The new user interface and methods use the `XCMSnExp` object (instead of the
*old* `xcmsSet` object) as a container for the pre-processing results. To
support packages and pipelines relying on the `xcmsSet` object, it is however
possible to convert an `XCMSnExp` into a `xcmsSet` object using the `as` method
(i.e.`xset <- as(x, "xcmsSet")`, with `x` being an `XCMSnExp` object.
# Data import
`xcms` supports analysis of LC/MS data from files in (AIA/ANDI) NetCDF,
mzML/mzXML and mzData format. For the actual data import Bioconductor's
`r Biocpkg("mzR")` is used.
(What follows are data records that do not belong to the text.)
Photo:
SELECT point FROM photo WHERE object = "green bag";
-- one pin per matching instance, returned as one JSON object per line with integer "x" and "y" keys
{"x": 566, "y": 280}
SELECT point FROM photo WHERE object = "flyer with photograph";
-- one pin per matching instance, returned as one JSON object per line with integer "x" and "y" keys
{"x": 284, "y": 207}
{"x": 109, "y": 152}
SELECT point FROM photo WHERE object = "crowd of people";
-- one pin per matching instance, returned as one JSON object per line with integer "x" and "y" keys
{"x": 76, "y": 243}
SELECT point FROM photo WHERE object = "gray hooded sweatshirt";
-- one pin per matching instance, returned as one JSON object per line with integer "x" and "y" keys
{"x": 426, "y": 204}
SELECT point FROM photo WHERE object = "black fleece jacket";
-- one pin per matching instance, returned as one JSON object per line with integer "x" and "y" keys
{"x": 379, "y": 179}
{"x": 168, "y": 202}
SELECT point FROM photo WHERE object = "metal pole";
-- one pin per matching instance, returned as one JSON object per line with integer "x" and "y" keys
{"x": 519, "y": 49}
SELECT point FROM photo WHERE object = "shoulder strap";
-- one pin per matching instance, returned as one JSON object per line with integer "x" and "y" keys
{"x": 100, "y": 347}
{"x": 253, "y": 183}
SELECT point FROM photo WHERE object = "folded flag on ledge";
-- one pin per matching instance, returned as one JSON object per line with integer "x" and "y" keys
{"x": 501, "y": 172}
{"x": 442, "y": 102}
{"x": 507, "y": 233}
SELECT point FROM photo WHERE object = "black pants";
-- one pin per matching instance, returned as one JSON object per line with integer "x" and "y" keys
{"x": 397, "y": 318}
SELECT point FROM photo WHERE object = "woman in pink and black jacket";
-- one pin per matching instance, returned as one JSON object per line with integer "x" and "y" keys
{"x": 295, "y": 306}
For demonstration purpose we will analyze a
subset of the data from [@Saghatelian04] in which the metabolic consequences of
knocking out the fatty acid amide hydrolase (FAAH) gene in mice was
investigated. The raw data files (in NetCDF format) are provided with the
`faahKO` data package. The data set consists of samples from the spinal cords of
6 knock-out and 6 wild-type mice. Each file contains data in centroid mode
acquired in positive ion mode form 200-600 m/z and 2500-4500 seconds.
Below we load all required packages, locate the raw CDF files within the `faahKO`
package and build a *phenodata* data frame describing the experimental setup.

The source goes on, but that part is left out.